Historicamente, a legislação brasileira apresenta lacunas sobre o conceito e espécie jurídica das fintechs, se consideradas instituições financeiras ou apenas instituições de crédito. O fato é que, com o desenvolvimento desse mercado e a chegada de cada vez mais entidades desse tipo, geraram-se dúvidas sobre o tratamento tributário dado às entidades.

Isso porque, de um lado, as fintechs não integram o Sistema Financeiro Nacional, compostos pelos grandes bancos; mas, de outro, estão sujeitas às diretrizes estabelecidas pelo Conselho Monetário Nacional – CMN.

Teve-se, ainda, o avanço estabelecido pela Lei Federal nº 12.865/2018 [1], que desvinculou das instituições financeiras as fintechs consideradas “Instituições de Pagamento”, conceituando-as como prestadoras de serviços de gestão de pagamentos.

De volta às Sociedades de Crédito Direto, a despeito da ausência de previsão legal, havia notável insegurança jurídica sobre o regime de apuração de imposto de renda a ser adotado, uma vez que o artigo 14, II, da Lei Federal nº 9.718/1998 vincula as instituições financeiras à obrigação de adotarem o regime lucro real:

Art. 14. Estão obrigadas à apuração do lucro real as pessoas jurídicas: (…)

 

II – cujas atividades sejam de bancos comerciais, bancos de investimentos, bancos de desenvolvimento, caixas econômicas, sociedades de crédito, financiamento e investimento, sociedades de crédito imobiliário, sociedades corretoras de títulos, valores mobiliários e câmbio, distribuidoras de títulos e valores mobiliários, empresas de arrendamento mercantil, cooperativas de crédito, empresas de seguros privados e de capitalização e entidades de previdência privada aberta; (…)

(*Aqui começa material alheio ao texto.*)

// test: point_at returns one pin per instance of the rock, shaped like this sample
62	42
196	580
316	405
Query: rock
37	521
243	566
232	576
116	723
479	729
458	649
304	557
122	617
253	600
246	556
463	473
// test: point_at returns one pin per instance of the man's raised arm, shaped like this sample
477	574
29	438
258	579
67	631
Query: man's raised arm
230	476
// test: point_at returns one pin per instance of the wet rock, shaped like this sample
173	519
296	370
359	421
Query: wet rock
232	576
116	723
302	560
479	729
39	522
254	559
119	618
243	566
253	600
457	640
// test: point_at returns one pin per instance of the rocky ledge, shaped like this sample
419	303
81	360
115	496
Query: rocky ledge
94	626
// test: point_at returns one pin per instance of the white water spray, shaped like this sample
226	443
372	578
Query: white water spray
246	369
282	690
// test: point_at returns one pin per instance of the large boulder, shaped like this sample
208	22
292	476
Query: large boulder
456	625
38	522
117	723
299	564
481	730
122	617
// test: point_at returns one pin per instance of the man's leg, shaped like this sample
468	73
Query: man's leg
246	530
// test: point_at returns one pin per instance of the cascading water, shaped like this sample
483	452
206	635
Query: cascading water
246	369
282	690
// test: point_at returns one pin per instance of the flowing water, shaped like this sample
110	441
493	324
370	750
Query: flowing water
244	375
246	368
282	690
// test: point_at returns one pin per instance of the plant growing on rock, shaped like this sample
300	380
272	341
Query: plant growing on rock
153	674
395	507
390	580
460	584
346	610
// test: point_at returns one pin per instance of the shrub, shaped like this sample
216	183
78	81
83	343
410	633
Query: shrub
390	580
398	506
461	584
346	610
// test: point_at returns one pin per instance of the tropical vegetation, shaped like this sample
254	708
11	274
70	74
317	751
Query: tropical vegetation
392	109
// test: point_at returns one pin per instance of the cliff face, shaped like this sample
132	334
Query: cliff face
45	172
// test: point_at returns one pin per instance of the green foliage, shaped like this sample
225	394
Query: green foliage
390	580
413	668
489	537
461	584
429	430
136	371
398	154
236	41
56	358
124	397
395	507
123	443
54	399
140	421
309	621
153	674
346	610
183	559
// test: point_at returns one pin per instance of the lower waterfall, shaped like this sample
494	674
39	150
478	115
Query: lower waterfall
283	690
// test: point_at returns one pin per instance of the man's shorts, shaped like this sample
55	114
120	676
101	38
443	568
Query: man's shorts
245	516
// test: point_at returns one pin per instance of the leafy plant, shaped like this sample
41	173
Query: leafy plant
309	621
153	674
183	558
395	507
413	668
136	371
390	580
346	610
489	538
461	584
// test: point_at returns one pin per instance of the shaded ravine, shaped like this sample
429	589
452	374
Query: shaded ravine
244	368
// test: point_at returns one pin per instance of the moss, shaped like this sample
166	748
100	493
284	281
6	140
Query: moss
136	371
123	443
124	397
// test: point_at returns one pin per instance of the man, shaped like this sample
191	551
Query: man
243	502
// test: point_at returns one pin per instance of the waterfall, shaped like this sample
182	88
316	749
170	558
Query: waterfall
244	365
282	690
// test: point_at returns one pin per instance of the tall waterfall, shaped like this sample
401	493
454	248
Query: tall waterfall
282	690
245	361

Contudo, esse cenário de incertezas foi finalmente sanado, após a Receita Federal consignar na Solução de Consulta da Coordenação-Geral de Tributação (COSIT) nº 50 de 22 de março de 2024, que as Sociedades de Crédito Direto podem optar pela apuração do imposto de renda no lucro presumido. Veja:

“SOCIEDADE DE CRÉDITO DIRETO. SISTEMÁTICA DE APURAÇÃO. LUCRO REAL. LUCRO PRESUMIDO.
Às Sociedades de Crédito Direto não se aplica o disposto no art. 14, inciso II, da Lei nº 9.718, de 1998, não se podendo incluir tal espécie de instituições financeiras no rol taxativo naquele dispositivo elencado. Dispositivos Legais. art. 14, inciso II, da Lei nº 9.718, de 1998. Art. 97, incisos II e IV, e art. 108, § 1º, do CTN. Assunto: Normas de Administração Tributária INEFICÁCIA PARCIAL. Não produzem efeitos os questionamentos sobre fato genérico ou sobre fato definido ou declarado em disposição literal de lei. Dispositivos Legais: Instrução Normativa RFB nº 2.058, de 9 de dezembro de 2021, art. 27, incisos II e IX.” [2]

Como impacto da nova interpretação, diga-se, vinculante aos órgãos da Receita Federal em âmbito nacional, tem-se que as Sociedades de Crédito Direto poderão optar pelo lucro presumido sem o risco de fiscalizações e desenquadramentos.

A vantagem diz respeito à possibilidade de apurar o rendimento tributável não pela concepção do lucro real, mas na tributação sobre um recorte dos rendimentos, resultados da aplicação do coeficiente sobre a receita bruta total da fintech no período de apuração, como preveem as regras do lucro presumido.

Importante ressaltar que essa e outras vantagens são verificadas a partir de planejamento tributário, no qual são considerados diversos aspectos, como o faturamento anual bruto da instituição, margem de lucro e despesas dedutíveis da apuração do imposto de renda.

Relembre-se, também, que as empresas com faturamento anual bruto superior a R$ 78.000.000,00 (setenta e oito milhões de reais) estão obrigadas a adotar a sistemática do lucro real, nos termos do artigo 14, I, da Lei Federal nº 9.718/1998 [3].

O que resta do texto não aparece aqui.